The road to education

The writer is a Howard Hughes Medical Institute professor of Biomedical Engineering, International Health and Medicine at Boston University. He tweets @mhzaman

The writer is a Howard Hughes Medical Institute professor of Biomedical Engineering, International Health and Medicine at Boston University. He tweets @mhzaman

The road to education, both literally and figuratively, is dilapidated. Last week, I spent my days at a summer college that dates back to the days of Dr Abdus Salam. This prestigious summer school that used to be in the picturesque resort of Nathiagali is now conducted at the National Centre for Physics (NCP) in Islamabad due to security concerns. While the scenery around the NCP is majestic and the greenery of the mountains surrounding Islamabad is breathtaking, the road leading to this major centre for research is an absolute disaster. In my travels around the world, in Africa, Asia and Latin America, and even in countries that are far below Pakistan in their economic status and outlook, I have never seen or experienced any road with a similar state of disrepair and neglect, let alone in the capital city. The condition of the road is unimaginably horrendous. Driving on it was a challenge for any driver, who had to not only manoeuvre the vehicle to avoid permanent damage to the tyres, but also save the car from wandering animals, both domesticated and wild, roaming with complete freedom and adding to the woes of the road.

This is the only road going to this premier national institute that houses nearly two dozen international conferences and scholarly events every year and attracts hundreds of students and scholars, both from within Pakistan and abroad. The summer college that I was lecturing at was inaugurated by the president of the country, but he chose to fly on a helicopter from his residence less than five miles away instead of taking the road taken by the students, staff and faculty every day. I wish that he had chosen to take the road instead of flying in.

But it should not take the president coming by road to improve the state of that road leading to the institution (something that did not happen anyway). The state of many public campuses in terms of infrastructure is not all that dissimilar. My students at this summer institute were outstanding. They were curious, eager and enthusiastic about learning. Yet, they were also bothered by a deep sense of neglect in the infrastructure around the institution. When I tried to ask, the officials concerned deferred it to the institution. It is unreasonable to expect institutions to foot the bill to create decent roads. The roads leading to educational institutions are neither the responsibility, nor the property, of the institutions, but they do affect student enthusiasm, moods and energy. Research shows that the environment of the institution, both physical and social, makes a direct impact on the ability to learn, engage and interact. The psychological impact of the physical environment is real, substantial and long-term. Environments that lack cleanliness, structural integrity and a level of peace not only hinder student learning, but also negatively affect student outcomes. Research shows that students in such environments are less likely to engage in rich debate, eager to learn or be tolerant of other views and opinions.

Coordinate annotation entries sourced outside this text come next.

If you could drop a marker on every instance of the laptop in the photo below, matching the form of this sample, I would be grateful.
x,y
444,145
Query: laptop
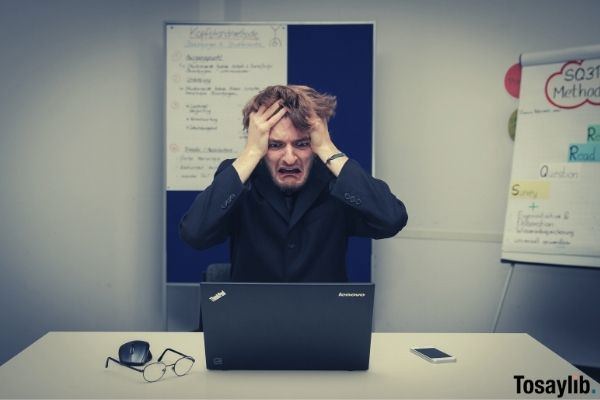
x,y
287,326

On the other hand, places that are open, welcoming and allow for freedom of movement and ideas, create opportunities for learning, inquiry and ultimately, long-term impact. The security situation has already converted our campuses to mini-fortresses, with further neglect we will take our institutions further away from their ability to reach their full potential. With limited opportunities for quality education in the public sector, and fewer new opportunities being created, the last thing we need is to lose what we already have, as a result of neglect and indifference.